Photographs after the Canterbury EarthquakesFebruary 25th, 2013 By John Sullivan
Immediately after the Canterbury Earthquake of 4 September 2010, the National Library engaged photographer Ross Becker to take photographs of the structural and geological impact of the event.
We were keenly aware of the need for this. Our photographic record of the damage caused by the 1931 Hawke’s Bay earthquake has been used over the years by geologists and engineers, as well as by historians, and the knowledge gained has fed into improved engineering, architectural and planning practice.
The catastrophic earthquake of 22 February 2011 made the need to record the built environment of Christchurch even more urgent. The city continued to experience aftershocks of varying magnitude, and the large number of unsafe structures left standing posed a significant hazard. The pressure to demolish these as quickly as possible made it likely that large areas of Christchurch would be substantially cleared before the people of the city were permitted to return. We wanted the process of deconstruction to be documented at regular intervals, in order to ensure that there was a photographic record.
Since September 2010, 8400 digital photographs have been deposited with the Library as part of this project. They are at present receiving the attention of our Curatorial, Arrangement & Description, and Digital Collection Strategy teams, so that they will continue to be available for researchers into the future.
4303 images are already processed and available for use. They show the devastation wrought in Christchurch and Lyttleton by both earthquakes. A wide range of buildings; public, commercial, church and residential, is covered. Ross Becker was provided with copies of historical photographs of Christchurch from the Alexander Turnbull Library collections, and he has been able to duplicate the viewpoints of some of those earlier images, thereby providing a unique longitudinal perspective on the event.

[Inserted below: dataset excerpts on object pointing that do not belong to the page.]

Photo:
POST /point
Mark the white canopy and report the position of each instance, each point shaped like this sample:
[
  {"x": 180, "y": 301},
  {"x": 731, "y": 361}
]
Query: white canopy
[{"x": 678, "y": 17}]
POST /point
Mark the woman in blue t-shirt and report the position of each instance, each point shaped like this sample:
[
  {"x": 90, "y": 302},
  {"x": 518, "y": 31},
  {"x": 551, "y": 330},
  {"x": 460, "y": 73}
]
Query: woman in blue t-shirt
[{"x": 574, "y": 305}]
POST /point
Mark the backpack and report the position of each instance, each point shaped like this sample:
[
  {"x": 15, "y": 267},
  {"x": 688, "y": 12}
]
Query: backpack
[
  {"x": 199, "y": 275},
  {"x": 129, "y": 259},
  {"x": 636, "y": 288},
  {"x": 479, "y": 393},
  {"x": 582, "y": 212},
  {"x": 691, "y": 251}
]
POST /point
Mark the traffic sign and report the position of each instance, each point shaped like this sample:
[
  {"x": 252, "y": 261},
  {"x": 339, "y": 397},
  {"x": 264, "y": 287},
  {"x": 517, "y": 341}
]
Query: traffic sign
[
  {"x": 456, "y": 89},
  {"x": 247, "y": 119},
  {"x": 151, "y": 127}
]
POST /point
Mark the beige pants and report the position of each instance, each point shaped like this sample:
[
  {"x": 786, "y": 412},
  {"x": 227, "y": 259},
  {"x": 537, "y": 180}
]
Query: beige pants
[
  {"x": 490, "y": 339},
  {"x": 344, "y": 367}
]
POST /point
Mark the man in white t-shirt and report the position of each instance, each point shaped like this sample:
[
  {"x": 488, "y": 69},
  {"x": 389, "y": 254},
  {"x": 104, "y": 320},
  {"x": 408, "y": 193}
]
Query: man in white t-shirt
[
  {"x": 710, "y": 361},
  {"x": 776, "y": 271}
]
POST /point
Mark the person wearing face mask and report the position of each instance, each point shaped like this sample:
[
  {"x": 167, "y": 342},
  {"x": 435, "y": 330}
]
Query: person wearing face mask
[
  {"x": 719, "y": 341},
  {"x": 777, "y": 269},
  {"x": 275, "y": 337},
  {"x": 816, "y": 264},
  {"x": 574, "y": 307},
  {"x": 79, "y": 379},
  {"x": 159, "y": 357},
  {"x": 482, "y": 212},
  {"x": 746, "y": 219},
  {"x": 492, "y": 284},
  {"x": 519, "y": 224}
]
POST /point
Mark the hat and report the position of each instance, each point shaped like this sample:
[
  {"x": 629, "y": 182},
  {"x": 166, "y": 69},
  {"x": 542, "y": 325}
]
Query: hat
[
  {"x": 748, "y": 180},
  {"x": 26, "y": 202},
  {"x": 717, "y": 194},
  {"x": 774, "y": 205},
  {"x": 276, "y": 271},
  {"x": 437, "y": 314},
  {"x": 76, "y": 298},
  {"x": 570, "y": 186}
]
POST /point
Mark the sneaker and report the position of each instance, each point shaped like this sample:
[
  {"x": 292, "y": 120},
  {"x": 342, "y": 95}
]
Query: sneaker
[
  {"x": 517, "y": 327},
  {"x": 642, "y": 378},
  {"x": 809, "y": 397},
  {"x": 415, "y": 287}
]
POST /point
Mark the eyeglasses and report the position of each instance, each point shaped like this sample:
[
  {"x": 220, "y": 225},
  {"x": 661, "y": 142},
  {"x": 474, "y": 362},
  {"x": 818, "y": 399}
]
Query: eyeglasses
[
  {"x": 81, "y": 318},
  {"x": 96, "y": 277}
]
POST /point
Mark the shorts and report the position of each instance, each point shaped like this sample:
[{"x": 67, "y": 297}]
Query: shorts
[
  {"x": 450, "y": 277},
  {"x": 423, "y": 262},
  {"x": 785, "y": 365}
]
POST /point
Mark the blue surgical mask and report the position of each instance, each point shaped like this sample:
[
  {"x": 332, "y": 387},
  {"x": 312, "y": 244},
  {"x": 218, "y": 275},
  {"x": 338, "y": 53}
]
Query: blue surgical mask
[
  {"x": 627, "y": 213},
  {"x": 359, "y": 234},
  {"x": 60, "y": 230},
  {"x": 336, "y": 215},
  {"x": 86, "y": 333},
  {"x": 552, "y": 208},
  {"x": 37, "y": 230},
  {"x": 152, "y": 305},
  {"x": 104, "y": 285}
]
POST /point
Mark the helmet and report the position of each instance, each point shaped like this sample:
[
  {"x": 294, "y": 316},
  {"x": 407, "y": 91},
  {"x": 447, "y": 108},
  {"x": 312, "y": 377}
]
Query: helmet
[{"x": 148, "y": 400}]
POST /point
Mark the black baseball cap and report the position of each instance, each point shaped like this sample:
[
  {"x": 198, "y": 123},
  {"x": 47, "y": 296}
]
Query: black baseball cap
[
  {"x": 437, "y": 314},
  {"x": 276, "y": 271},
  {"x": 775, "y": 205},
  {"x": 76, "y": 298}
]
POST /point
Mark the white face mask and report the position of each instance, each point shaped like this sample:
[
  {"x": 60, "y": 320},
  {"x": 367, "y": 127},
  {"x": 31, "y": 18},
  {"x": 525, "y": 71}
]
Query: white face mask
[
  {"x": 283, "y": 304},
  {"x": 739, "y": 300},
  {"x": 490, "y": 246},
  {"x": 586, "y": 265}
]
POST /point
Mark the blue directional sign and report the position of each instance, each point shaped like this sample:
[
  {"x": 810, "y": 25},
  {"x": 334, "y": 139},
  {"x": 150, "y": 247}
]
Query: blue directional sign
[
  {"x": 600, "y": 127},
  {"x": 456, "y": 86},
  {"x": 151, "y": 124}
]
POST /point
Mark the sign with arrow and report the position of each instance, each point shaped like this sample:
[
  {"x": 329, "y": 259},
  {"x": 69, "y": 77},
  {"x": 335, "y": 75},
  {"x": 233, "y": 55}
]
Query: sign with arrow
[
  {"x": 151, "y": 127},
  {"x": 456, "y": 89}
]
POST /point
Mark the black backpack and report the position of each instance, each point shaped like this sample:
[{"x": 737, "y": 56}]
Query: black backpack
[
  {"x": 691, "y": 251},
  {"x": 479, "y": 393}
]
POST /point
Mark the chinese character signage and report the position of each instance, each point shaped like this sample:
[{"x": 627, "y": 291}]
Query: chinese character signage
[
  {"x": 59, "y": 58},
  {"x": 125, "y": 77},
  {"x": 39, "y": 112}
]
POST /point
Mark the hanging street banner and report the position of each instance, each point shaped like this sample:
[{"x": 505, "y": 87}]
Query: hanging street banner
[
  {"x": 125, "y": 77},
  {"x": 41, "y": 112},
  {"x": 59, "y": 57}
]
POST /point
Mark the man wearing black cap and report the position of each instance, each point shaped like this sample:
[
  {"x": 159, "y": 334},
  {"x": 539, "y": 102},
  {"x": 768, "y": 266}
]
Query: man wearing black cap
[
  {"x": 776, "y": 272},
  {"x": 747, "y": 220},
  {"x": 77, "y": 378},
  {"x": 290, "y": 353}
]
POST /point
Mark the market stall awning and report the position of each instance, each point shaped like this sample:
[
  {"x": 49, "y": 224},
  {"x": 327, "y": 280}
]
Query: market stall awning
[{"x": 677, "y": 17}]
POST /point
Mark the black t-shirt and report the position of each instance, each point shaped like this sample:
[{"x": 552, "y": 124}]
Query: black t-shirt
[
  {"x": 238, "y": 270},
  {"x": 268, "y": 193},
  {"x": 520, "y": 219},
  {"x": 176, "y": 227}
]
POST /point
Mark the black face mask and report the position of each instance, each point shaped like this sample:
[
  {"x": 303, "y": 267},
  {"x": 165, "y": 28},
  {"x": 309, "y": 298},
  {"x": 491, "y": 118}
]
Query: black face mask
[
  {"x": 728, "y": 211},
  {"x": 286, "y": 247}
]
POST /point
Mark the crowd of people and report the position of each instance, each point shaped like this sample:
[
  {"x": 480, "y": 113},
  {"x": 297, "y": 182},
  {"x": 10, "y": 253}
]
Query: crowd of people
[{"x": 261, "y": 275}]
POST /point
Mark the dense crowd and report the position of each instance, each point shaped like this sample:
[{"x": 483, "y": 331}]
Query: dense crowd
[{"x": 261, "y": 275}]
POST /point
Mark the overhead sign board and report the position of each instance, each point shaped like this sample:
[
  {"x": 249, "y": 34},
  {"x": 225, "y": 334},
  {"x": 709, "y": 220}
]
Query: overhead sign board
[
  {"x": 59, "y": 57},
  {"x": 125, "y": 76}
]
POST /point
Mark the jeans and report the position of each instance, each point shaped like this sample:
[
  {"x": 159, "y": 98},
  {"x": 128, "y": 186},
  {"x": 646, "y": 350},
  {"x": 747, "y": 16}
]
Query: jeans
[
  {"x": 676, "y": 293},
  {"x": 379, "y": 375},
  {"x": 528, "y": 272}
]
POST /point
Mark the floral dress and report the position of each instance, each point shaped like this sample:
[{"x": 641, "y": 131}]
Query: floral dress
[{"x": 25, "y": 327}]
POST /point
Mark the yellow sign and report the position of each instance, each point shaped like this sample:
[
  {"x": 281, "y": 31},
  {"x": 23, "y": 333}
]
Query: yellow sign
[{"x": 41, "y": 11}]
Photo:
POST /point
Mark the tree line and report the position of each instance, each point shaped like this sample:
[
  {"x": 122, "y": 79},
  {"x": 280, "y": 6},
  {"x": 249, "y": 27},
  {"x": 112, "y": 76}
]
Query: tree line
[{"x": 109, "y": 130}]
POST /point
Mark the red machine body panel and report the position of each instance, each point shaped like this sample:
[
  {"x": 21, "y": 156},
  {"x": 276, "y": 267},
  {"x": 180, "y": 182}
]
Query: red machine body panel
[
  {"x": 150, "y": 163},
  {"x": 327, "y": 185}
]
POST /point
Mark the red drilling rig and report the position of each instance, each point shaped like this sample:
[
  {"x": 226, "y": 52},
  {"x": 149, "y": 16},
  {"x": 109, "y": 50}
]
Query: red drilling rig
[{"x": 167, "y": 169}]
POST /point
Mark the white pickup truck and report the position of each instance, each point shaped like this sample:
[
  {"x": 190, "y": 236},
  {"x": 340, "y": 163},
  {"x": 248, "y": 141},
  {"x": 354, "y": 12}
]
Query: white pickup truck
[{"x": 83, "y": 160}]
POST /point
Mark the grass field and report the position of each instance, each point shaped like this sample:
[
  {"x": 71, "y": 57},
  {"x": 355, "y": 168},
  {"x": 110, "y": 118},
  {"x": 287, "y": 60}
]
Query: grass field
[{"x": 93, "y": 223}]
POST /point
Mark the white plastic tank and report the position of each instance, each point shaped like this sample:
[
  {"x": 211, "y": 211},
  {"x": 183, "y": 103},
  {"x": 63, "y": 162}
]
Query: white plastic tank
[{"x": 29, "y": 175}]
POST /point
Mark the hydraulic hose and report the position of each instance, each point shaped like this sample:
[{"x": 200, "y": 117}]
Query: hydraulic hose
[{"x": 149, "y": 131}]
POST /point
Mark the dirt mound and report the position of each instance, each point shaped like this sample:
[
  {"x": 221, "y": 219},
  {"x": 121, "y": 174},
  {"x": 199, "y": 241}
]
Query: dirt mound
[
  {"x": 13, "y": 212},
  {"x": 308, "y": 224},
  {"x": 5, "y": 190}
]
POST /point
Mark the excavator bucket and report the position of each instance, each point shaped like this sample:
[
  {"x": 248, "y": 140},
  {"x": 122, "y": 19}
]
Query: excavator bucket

These images are a selection from those currently available to the public via the National Library website. They show the devastation visited on Canterbury’s architectural heritage.
A turn-of–the-century building on Lichfield Street reveals the insubstantial structure that lies beneath the impressive exterior:
Views of the intersection of Colombo and Gloucester streets, taken 100 years apart, demonstrate the radical change in the built environment. In the image taken in March 2012, the shadow of a departed building is revealed on the wall of a surviving structure.
Aerial views of Cathedral Square taken 60 years apart, and the corner of Hereford and High 100 years apart, emphasize the transformation.
The impact on the iconic churches of Christchurch is shown in these views of the Cathedral of the Blessed Sacrament and St John the Baptist Anglican Church.
Views on Cashel, Worcester, Tuam, Colombo and High streets demonstrate the impact on large and small businesses, and the seemingly random nature of the destruction. Apparently untouched buildings butt up against totally destroyed structures.
A hastily-contrived wooden brace makes a jarring contrast with the well-kept house it is supporting.
The entrance to the Cranmer Centre is the last surviving vestige of the Christchurch Girls' High School, demolished in May 2011.